I just got back from my first long absence from site. I was gone for about 2 weeks, traveling to and from and working at spring camp. One of the things that Youth Development volunteers do for the Ministry of Youth and Sport (for whom I work) is attend English language immersion camps. In the spring, the volunteers are spread out around the country at various locations, but we are all at the same camp for the summer. I was sent to a town about an hour outside of Casablanca. I think it might have been my first experience with culture shock in Morocco.
I have been getting used to the culture of my site for the last 4 months. My town is reasonably conservative; parties are always separated by gender, the other volunteers and I have gotten used to always being the only women at the cafĂ©, most women wear a large, black, full-body wrap when they go outside, and even men wearing shorts is considered by many to be inappropriate. So I was a bit surprised to be confronted with campers at the camp wearing tank tops, dancing in mixed company, and the most shockingest of all, kissing cheeks of the opposite sex (including us!) to say goodbye on the last day. I was like a fish out of water among them. I didn’t know how to act. My Moroccan side was feeling scandalized by it all, my American side was thinking how much worse it must have been to watch me and my friends at that age (I think I would faint if I had to chaperone a Maret go-go), and I just sort of sat there with wide eyes wondering what people from my town would think if they could see me.

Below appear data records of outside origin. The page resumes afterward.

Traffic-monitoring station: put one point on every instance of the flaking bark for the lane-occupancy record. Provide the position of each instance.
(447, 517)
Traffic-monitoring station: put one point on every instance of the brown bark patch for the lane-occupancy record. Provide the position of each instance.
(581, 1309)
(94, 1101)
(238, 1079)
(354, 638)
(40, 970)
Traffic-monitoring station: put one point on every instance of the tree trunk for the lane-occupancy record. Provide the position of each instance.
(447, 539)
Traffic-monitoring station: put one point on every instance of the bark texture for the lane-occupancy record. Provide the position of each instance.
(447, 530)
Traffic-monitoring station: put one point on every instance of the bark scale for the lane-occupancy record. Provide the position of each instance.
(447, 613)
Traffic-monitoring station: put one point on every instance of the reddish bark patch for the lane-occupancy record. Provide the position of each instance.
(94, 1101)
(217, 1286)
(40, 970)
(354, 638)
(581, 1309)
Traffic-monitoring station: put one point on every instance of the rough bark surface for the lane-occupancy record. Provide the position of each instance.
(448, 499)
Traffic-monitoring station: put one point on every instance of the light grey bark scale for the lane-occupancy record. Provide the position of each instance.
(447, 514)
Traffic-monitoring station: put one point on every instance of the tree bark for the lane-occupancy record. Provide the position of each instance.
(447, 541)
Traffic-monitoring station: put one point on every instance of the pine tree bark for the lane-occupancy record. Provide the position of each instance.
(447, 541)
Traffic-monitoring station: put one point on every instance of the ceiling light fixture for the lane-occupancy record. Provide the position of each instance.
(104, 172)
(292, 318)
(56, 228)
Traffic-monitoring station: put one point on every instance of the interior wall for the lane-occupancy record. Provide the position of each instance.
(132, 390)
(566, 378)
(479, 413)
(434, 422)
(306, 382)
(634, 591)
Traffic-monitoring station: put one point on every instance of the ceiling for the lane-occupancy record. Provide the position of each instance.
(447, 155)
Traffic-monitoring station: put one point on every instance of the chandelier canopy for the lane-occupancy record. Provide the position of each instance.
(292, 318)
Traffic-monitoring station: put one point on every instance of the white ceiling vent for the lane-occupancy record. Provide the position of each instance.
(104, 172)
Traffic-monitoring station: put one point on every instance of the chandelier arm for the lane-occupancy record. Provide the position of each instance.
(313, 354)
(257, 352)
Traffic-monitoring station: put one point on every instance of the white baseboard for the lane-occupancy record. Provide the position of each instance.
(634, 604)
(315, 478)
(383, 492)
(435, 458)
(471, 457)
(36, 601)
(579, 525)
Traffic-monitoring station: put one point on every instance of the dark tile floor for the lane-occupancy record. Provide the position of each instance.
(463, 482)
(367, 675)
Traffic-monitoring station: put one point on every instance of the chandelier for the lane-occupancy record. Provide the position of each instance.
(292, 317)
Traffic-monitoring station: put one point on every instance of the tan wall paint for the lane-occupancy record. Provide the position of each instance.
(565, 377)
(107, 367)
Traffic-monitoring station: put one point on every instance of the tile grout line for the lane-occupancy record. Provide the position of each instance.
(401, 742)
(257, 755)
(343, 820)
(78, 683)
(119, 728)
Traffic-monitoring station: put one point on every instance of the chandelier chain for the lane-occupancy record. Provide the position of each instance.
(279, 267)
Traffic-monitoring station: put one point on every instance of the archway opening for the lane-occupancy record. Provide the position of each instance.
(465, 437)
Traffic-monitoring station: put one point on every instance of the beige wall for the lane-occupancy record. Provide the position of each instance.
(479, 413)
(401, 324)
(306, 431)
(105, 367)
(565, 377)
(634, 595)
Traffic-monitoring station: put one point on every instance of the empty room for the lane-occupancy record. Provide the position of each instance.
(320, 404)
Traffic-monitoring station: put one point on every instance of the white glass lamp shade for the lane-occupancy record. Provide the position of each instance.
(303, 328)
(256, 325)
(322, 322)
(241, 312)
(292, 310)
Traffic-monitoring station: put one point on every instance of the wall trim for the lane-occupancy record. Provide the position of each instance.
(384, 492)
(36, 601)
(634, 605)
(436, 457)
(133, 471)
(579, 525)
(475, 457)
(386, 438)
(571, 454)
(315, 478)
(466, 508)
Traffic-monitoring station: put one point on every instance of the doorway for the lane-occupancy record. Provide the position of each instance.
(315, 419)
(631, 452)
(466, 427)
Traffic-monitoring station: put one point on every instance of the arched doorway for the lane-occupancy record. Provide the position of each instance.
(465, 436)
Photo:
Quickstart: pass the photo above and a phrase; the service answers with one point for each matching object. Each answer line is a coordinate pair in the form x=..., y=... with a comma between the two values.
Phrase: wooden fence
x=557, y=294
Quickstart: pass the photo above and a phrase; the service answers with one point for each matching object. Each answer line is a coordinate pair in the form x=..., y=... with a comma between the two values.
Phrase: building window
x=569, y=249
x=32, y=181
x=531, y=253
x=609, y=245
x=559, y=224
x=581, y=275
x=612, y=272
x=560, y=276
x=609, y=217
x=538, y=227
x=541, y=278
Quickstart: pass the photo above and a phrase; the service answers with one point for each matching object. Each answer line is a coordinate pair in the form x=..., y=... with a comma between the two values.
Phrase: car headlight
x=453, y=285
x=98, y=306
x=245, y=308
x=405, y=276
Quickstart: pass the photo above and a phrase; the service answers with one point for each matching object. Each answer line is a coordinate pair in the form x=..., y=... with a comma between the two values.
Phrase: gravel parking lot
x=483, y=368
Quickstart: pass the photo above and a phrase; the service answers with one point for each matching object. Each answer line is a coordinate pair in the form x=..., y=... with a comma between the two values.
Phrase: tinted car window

And now a major success story: Yesterday I went to have couscous at my host family’s house, like I do every Friday. I was standing in the kitchen with my host mom and her sister, talking, making couscous, etc. Then my host mom told me a fabulous tale about Ayman, the 7 year-old son of her brother, who lives in the house next door. He’s a great kid. He always runs up and greets me with a big, sloppy kiss. He speaks really quickly so I rarely understand anything he says, but he’s wonderful nevertheless. He told me once about how you can go knocking on the doors of the RVs that tourists from Europe drive down here and camp out in town and say “Bonjour, je voudrais bon-bon” and they give you candy. He suggested we go do it, but I thought it unlikely that they would give me any candy, so we just stayed at home. Anyway, while I was at camp apparently a neighbor was asking Ayman about the taromit (foreigner) staying at the house. Asking where she was, or something like that. Ayman said “What taromit?” The neighbor again asked about the foreigner, specifically alluding to me and Ayman said “Oh, Brooke? She’s not taromit.” So it’s official, in the eyes of one 7 year-old boy, I am no longer a foreigner.